April 2002 -- One would think that liberal screenwriters could concoct a fantasy about some guy pushed by capitalist oppression into open revolt, without smashing their audiences over the head with a message. John Q., unfortunately, should be declared a hard-hat site. It is truly shocking that so soon after the terrorist attacks on America Hollywood offers up this cliché-ridden and overwrought propaganda that invites morally dumbed-down audiences to cheer hostage-taking and terrorism.
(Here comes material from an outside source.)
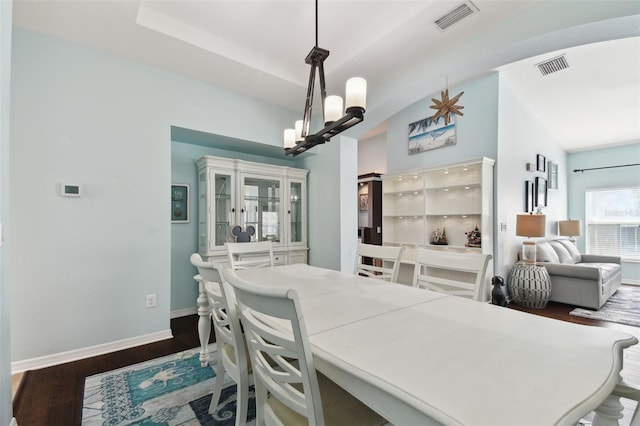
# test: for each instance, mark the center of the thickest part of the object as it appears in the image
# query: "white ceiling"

The movie depicts its title character, John Q. Archibald (played by Denzel Washington), as a virtuous John Q. Public everyman. He has a wife who works in a local store and a son in elementary school. He's a black man who attends church with his white friends. But he has begun to have problems with "the system." He's a Chicago factory worker whose schedule has been cut to twenty hours a week because so much work is being shipped out to Mexico (an anti-free trade jab). John Q. tries to get a second job to make ends meet, but it seems he's over qualified. As a result, he has his car repossessed because of missed payments. (As he runs out the door to stop the repo man, we see President Bush on TV in the background.)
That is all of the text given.